Fin 2024, un rover de fabrication luxembourgeoise sera envoyé sur la Lune, avec la mission de prélever du régolithe lunaire et de le vendre à la NASA. L’occasion de mettre pour la première fois en pratique la loi luxembourgeoise sur l’exploitation des ressources spatiales, adoptée en 2017. Mais aussi de susciter le débat à l’international, alors qu’aucun accord n’existe et que le sujet reste hautement controversé.
Fin 2024, une fusée Falcon 9 de SpaceX s’élancera vers la Lune avec à son bord un micro-rover, Tenacious, entièrement développé et assemblé au Luxembourg par la société ispace. Une des missions principales de ce rover sera de collecter pour le compte de la NASA du régolithe lunaire, puis de le vendre à l’agence américaine pour la somme de 5.000 dollars.
Une somme symbolique pour un achat symbolique, puisque le régolithe lunaire en question ne quittera pas le petit excavateur de Tenacious – ni la Lune. Cette transaction commerciale sera surtout l’occasion – au-delà des défis techniques – de tester la réglementation sur les ressources spatiales, notamment la loi luxembourgeoise de 2017.

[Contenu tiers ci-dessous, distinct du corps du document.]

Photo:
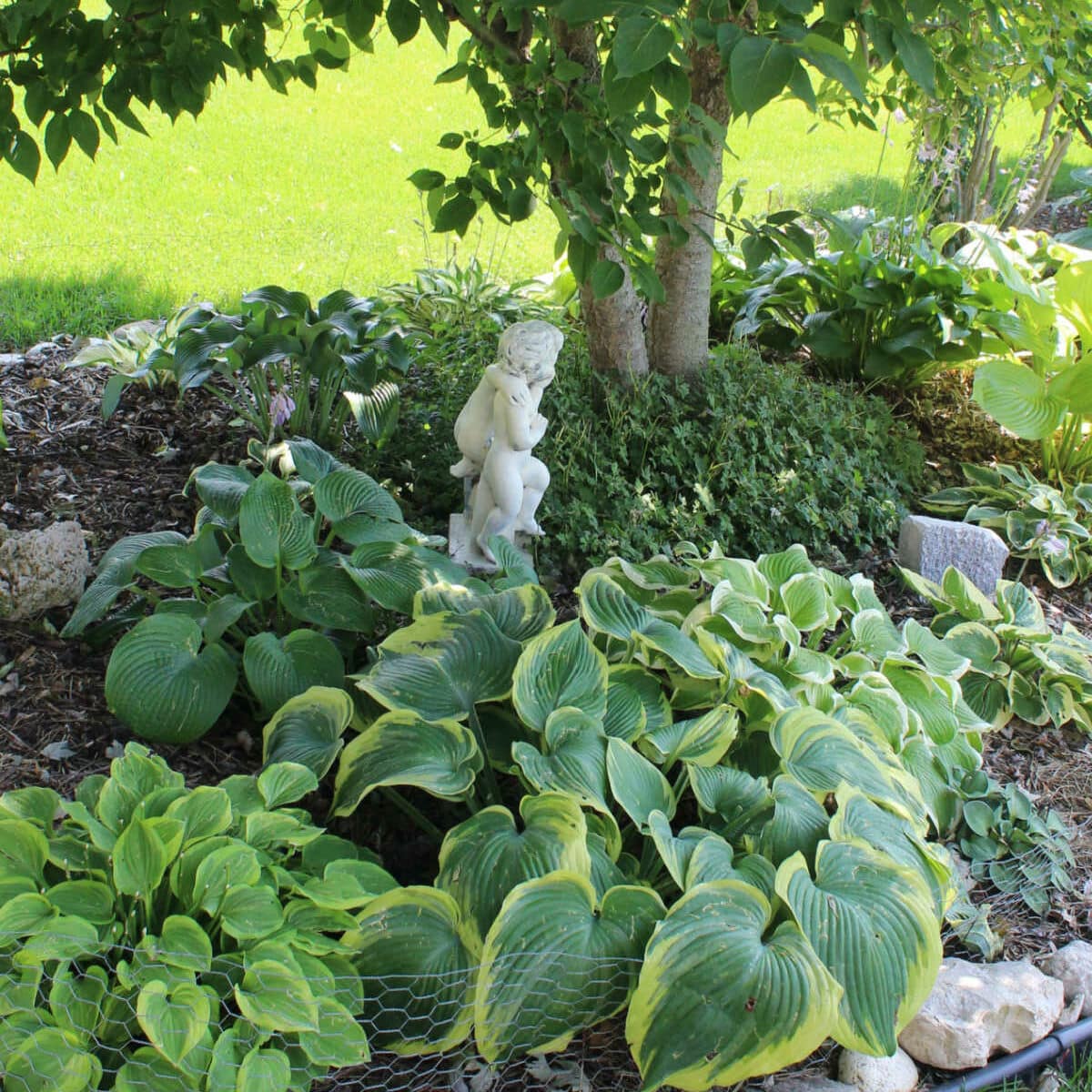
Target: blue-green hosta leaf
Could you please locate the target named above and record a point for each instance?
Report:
(560, 669)
(483, 858)
(441, 665)
(872, 923)
(719, 999)
(703, 741)
(392, 573)
(609, 610)
(279, 669)
(345, 492)
(401, 748)
(420, 965)
(638, 786)
(557, 961)
(276, 531)
(572, 759)
(1018, 399)
(520, 612)
(308, 729)
(162, 686)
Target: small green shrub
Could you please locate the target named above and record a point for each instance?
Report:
(157, 937)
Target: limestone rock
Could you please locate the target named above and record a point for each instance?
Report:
(1073, 966)
(929, 546)
(977, 1010)
(896, 1074)
(42, 569)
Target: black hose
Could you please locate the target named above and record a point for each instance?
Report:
(1014, 1065)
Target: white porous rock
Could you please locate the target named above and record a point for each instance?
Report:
(929, 546)
(866, 1074)
(42, 569)
(1073, 966)
(981, 1009)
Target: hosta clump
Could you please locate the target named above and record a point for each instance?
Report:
(708, 798)
(157, 937)
(1053, 527)
(1018, 665)
(288, 567)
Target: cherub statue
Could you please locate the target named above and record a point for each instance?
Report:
(498, 427)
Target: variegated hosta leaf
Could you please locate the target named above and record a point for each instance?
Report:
(483, 858)
(703, 741)
(609, 610)
(560, 669)
(572, 759)
(638, 786)
(419, 962)
(872, 923)
(308, 729)
(399, 748)
(719, 1000)
(520, 612)
(441, 665)
(556, 962)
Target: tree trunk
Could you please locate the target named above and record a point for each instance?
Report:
(678, 330)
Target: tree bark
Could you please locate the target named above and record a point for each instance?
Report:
(678, 329)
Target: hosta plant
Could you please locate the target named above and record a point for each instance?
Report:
(720, 781)
(1038, 522)
(1018, 665)
(290, 561)
(158, 937)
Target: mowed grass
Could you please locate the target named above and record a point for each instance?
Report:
(309, 190)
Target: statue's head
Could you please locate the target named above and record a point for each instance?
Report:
(529, 349)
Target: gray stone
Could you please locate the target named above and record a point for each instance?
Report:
(977, 1010)
(929, 546)
(896, 1074)
(1073, 966)
(42, 569)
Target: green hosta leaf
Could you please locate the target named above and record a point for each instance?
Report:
(401, 748)
(483, 858)
(555, 962)
(560, 669)
(719, 1000)
(274, 529)
(420, 965)
(871, 922)
(520, 612)
(1018, 399)
(162, 686)
(308, 729)
(573, 758)
(441, 665)
(607, 609)
(281, 669)
(637, 785)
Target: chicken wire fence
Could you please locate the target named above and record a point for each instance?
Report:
(104, 1021)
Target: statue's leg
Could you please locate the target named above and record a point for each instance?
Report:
(536, 480)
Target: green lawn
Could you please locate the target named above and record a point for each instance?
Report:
(309, 191)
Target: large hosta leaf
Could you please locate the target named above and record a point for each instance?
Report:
(419, 964)
(607, 609)
(441, 665)
(719, 1000)
(308, 729)
(520, 612)
(483, 858)
(162, 686)
(273, 528)
(872, 923)
(555, 962)
(560, 669)
(278, 669)
(399, 748)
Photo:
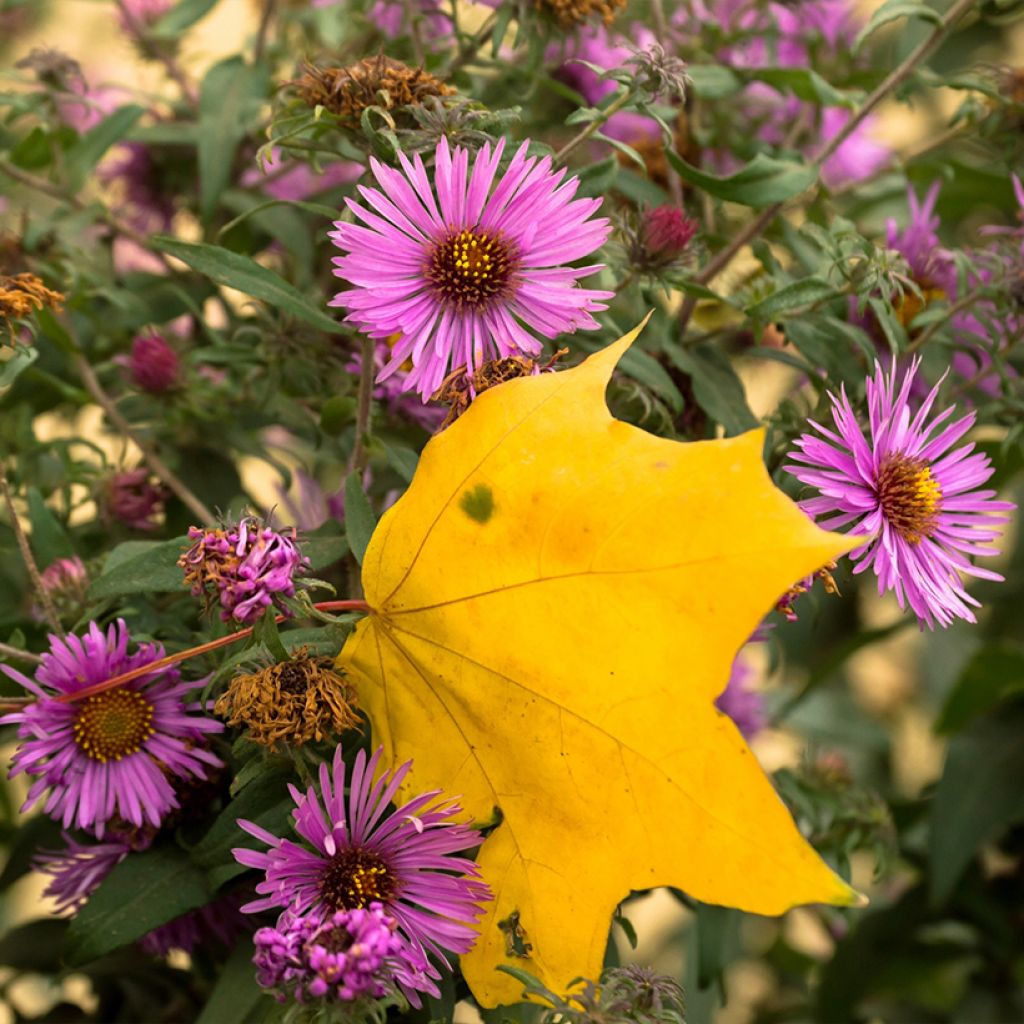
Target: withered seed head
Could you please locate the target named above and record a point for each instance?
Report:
(348, 91)
(570, 13)
(291, 702)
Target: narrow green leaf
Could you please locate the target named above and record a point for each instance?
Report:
(245, 274)
(359, 519)
(144, 891)
(979, 795)
(153, 570)
(763, 181)
(718, 389)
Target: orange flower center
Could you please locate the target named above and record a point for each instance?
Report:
(909, 496)
(471, 269)
(114, 724)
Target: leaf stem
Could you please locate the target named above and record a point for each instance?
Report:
(188, 652)
(895, 78)
(150, 455)
(28, 558)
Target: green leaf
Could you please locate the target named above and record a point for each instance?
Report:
(359, 518)
(718, 389)
(891, 10)
(793, 296)
(235, 270)
(153, 570)
(993, 674)
(236, 993)
(20, 360)
(763, 181)
(89, 150)
(185, 14)
(49, 541)
(979, 795)
(144, 891)
(229, 95)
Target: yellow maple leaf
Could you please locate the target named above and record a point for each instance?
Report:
(557, 600)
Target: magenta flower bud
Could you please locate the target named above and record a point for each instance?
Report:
(132, 499)
(153, 365)
(665, 233)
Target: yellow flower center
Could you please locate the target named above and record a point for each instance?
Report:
(909, 496)
(471, 269)
(354, 879)
(112, 725)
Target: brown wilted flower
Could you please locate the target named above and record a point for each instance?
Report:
(460, 387)
(569, 13)
(23, 294)
(292, 702)
(376, 81)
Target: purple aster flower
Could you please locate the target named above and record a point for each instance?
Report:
(915, 501)
(246, 568)
(110, 754)
(132, 499)
(77, 870)
(361, 854)
(740, 701)
(219, 923)
(471, 265)
(340, 957)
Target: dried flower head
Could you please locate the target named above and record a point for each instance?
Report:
(378, 81)
(292, 702)
(245, 568)
(22, 295)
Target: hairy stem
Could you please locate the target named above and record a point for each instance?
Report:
(45, 601)
(203, 648)
(883, 90)
(150, 455)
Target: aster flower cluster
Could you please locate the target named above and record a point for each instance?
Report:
(246, 568)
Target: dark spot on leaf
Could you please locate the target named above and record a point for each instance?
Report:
(478, 504)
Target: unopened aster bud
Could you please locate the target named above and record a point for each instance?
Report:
(665, 233)
(245, 568)
(153, 366)
(132, 499)
(378, 81)
(66, 582)
(292, 702)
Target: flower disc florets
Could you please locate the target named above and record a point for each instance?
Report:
(245, 568)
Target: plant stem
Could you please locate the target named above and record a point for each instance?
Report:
(887, 86)
(150, 455)
(613, 108)
(18, 654)
(359, 457)
(203, 648)
(29, 559)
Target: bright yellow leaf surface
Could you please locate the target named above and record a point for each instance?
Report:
(557, 601)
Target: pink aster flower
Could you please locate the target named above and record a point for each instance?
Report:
(246, 568)
(914, 499)
(347, 955)
(472, 266)
(359, 854)
(110, 754)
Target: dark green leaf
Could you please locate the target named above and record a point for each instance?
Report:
(89, 150)
(716, 386)
(230, 94)
(993, 673)
(153, 570)
(144, 891)
(979, 795)
(793, 296)
(359, 519)
(763, 181)
(236, 993)
(235, 270)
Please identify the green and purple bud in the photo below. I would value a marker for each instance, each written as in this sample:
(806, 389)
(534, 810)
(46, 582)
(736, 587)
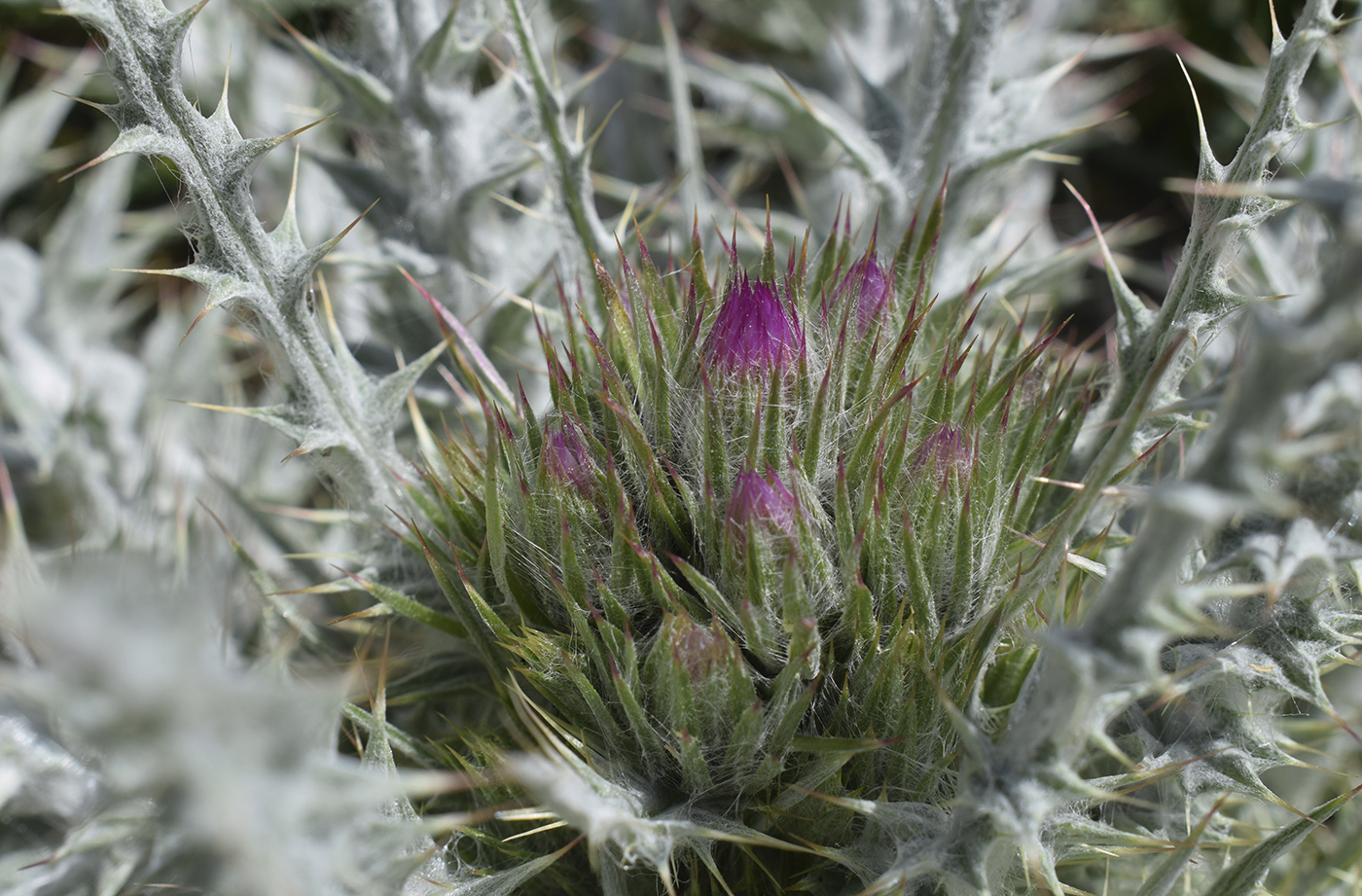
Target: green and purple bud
(949, 450)
(755, 334)
(567, 459)
(871, 288)
(763, 503)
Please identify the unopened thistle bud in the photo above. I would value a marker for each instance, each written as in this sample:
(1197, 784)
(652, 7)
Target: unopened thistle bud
(869, 288)
(755, 334)
(567, 460)
(947, 450)
(763, 503)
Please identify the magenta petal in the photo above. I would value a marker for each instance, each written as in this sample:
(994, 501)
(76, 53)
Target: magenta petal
(753, 336)
(763, 501)
(567, 457)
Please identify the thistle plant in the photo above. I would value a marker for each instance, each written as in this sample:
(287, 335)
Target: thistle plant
(820, 559)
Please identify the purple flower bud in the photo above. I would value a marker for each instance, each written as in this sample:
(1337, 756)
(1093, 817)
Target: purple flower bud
(869, 286)
(763, 501)
(567, 457)
(755, 334)
(700, 651)
(947, 449)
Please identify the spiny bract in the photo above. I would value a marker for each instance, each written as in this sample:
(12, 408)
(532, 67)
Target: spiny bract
(758, 556)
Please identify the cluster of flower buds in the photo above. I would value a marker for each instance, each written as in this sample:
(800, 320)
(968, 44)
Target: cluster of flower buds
(767, 515)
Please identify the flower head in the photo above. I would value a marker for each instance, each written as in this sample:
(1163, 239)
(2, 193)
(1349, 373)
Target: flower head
(947, 449)
(869, 286)
(567, 457)
(753, 336)
(763, 501)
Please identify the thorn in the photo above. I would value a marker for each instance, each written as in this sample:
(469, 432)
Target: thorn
(285, 138)
(201, 313)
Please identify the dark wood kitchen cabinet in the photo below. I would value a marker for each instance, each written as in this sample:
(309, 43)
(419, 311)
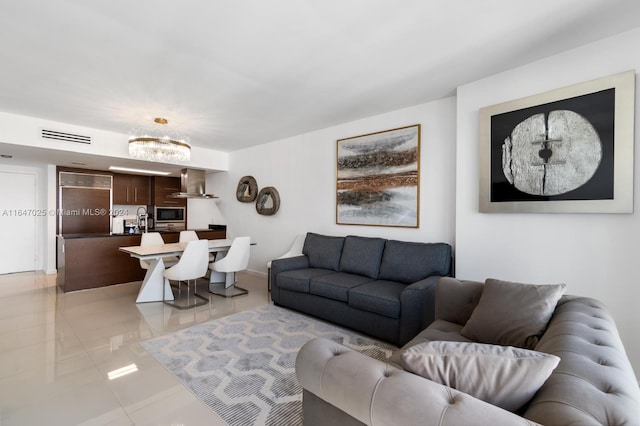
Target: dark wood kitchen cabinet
(163, 187)
(131, 189)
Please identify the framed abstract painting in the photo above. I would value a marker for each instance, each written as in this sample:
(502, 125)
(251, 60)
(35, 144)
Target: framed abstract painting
(569, 150)
(378, 178)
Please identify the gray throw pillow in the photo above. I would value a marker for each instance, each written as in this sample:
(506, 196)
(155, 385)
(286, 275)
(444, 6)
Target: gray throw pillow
(408, 262)
(512, 314)
(323, 251)
(504, 376)
(361, 255)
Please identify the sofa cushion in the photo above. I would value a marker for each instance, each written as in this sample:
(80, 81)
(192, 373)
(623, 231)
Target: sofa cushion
(323, 251)
(409, 262)
(336, 285)
(512, 314)
(362, 255)
(299, 279)
(456, 300)
(504, 376)
(380, 297)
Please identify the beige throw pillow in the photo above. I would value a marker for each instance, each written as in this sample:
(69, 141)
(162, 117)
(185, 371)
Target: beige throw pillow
(512, 314)
(504, 376)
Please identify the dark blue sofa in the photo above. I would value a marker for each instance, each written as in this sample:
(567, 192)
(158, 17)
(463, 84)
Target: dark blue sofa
(384, 288)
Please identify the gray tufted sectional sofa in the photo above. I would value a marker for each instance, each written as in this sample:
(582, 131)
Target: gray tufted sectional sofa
(384, 288)
(593, 384)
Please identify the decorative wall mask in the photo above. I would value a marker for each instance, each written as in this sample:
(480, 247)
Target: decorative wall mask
(268, 201)
(247, 189)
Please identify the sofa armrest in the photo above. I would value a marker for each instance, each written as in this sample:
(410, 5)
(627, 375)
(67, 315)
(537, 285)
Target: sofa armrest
(374, 392)
(417, 307)
(281, 265)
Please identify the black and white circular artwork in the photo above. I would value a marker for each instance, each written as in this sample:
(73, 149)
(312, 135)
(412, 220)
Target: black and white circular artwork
(551, 153)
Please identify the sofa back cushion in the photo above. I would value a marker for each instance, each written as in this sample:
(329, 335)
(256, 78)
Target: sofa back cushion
(456, 299)
(500, 375)
(362, 255)
(512, 314)
(409, 262)
(323, 251)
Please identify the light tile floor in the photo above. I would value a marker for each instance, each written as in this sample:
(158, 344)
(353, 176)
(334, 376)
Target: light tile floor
(56, 350)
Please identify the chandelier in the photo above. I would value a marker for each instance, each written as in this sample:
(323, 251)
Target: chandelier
(156, 145)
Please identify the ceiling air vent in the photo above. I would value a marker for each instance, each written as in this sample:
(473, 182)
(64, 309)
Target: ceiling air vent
(62, 136)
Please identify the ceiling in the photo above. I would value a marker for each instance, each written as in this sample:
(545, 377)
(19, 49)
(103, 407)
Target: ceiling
(237, 74)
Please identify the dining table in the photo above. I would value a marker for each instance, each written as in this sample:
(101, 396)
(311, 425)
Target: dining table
(155, 288)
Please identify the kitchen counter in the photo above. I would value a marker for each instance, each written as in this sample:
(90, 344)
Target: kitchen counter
(94, 260)
(163, 232)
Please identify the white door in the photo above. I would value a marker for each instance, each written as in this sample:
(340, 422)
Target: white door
(17, 222)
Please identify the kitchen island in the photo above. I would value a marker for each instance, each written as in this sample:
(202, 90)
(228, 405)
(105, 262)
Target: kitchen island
(94, 260)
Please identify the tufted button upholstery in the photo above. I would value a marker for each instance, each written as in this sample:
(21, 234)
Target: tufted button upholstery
(594, 382)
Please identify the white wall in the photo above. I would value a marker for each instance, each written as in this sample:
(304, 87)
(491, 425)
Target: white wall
(303, 170)
(596, 255)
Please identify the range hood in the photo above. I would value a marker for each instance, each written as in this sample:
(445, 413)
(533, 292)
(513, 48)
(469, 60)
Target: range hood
(192, 182)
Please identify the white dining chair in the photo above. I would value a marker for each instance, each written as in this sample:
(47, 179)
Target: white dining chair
(193, 264)
(236, 259)
(155, 239)
(294, 250)
(186, 236)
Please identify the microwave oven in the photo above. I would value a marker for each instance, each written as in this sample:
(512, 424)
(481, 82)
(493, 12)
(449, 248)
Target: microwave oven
(168, 214)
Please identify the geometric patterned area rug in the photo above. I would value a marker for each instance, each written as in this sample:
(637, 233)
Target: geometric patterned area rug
(243, 365)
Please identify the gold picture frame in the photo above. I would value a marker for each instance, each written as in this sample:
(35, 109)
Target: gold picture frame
(378, 178)
(569, 150)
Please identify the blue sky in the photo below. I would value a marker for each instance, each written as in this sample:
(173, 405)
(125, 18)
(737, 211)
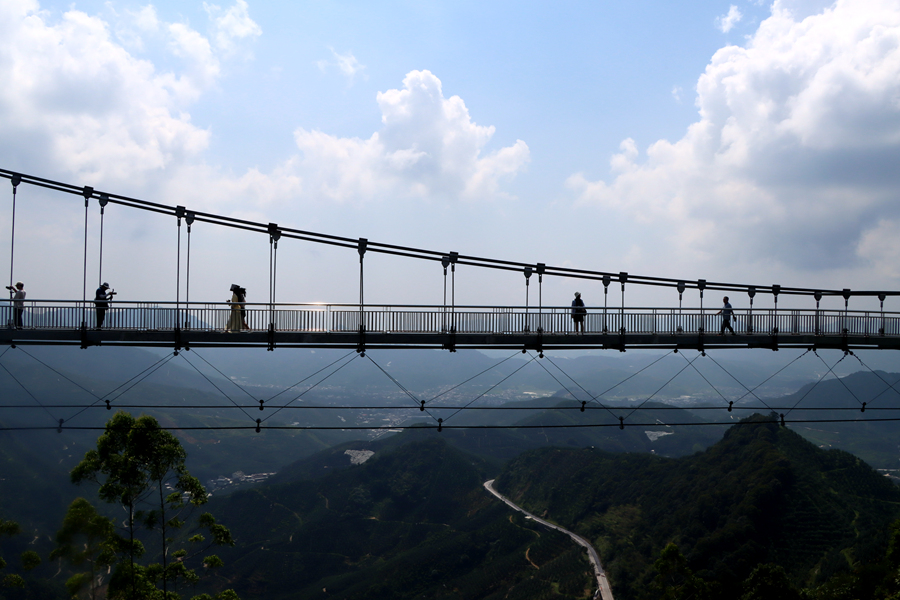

« Une excellente occasion de mettre cette loi en pratique », se réjouissait d’ailleurs le CEO d’ispace-Europe, Julien Lamamy, lors de la présentation en juillet 2024 du rover Tenacious dans les locaux luxembourgeois d’ispace. « Mais également de susciter une discussion sur la manière de mettre en place ce type d’accord à l’échelle mondiale », ajoutait-il, puisqu’aucun accord international n’existe encore dans le domaine.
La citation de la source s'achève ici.